Twenty Major said...

“[Kenny] successfully teases out many of the paradoxical features of Banville’s fiction: its refusal of, but underlying alignment with, an Irish aesthetic, its advocacy of a post-modern playfulness with a form that yet coincides with a late modernist belief in the philosophical potency of narrative and its simultaneous pursuit of silence and an exacting eloquence.”

If only there was an emoticon for the wanker sign.

Gerard Brennan said...

"If only there was an emoticon for the wanker sign."

Ah, Jesus. I near choked on my coffee there.

gb

Fiona said...

*snigger smiley*

I think you may already have formed an opinion, Dec.

Colin said...

I take it this guy is writing one of your crime fiction essays? Obviously you have just plucked out a particularly damning paragraph at random, choosing to ignore his one liners further down the review?

Anonymous said...

Post-modern?
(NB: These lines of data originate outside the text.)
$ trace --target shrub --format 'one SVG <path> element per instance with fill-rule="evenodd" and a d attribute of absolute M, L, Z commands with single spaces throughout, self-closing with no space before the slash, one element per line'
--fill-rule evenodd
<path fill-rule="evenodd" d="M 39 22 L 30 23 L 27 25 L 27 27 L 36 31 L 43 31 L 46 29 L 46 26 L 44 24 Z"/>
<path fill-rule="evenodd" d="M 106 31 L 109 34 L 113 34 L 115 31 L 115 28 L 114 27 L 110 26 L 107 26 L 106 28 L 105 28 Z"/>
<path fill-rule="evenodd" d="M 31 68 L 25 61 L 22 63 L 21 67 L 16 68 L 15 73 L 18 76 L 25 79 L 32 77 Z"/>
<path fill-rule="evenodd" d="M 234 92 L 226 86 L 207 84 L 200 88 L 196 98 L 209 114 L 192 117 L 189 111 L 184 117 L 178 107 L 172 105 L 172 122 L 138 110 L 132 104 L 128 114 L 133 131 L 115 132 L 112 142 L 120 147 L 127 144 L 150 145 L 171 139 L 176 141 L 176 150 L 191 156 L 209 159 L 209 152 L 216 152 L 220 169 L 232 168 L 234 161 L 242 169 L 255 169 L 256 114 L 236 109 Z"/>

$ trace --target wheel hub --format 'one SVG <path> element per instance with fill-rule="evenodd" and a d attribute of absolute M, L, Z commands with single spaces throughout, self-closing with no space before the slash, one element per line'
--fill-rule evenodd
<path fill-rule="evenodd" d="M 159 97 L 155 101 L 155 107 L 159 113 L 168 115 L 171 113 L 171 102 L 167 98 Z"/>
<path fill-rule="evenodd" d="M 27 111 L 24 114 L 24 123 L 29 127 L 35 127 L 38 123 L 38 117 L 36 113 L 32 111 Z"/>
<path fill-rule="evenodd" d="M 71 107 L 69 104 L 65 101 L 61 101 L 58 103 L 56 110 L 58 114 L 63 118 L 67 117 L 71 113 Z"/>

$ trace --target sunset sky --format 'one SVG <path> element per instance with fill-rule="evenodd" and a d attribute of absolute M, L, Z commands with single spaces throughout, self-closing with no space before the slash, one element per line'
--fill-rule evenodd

Figure skating?

Hmm.

Declan Burke said...

Leaving aside the fact that I'm a Banville fan, I'm curious as to how a narrative - potently philosophical, or philosophically potent - could simultaneously pursue silence and eloquence. Are we talking Beckettian / Pinteresque pauses? More to the point, why would any narrative want to pursue silence? Wouldn't that just logically lead to a blank page, guv?

If this is the kind of rot they're teaching the kids out in UCD, it's no wonder the literary novel is disappearing up its own fundament.

Cheers, Dec

Lrakyawnoc said...

Dec, I picked up 'How Not to write a novel' last April in the states when I was over for work in San Fran. Got to say I marked a bunch of pages where I said to myself 'Yup that's something I'm prone to that I need to have flagged from hre on in' - so there's lots of mini post-its jammed in my copy. The nonsense excerpts they create to illustrate how not to do things do grate after a while - though some are quite funny and absurd.
One of my favourite of the 200 not-to-do's was "The Unruly Zit - When the author has read too much Bukowski" i.e don't gross-out your readers with every paragraph and scene.
All in all a worthwhile book to sit beside the trusty dictionary.

As for Banville, don't know about the Kenny book but I saw some doc on rte at xmas and he's a big Sopranos fan! - though of course he had to place it in terms of representing some kind of modern Greek tragedy....ho hum

seana graham said...

But I think writing might be like figure skating and flashy stuff might get you a few points. It's cant and jargon and specialist language that will kill your chances. To wit, see first example.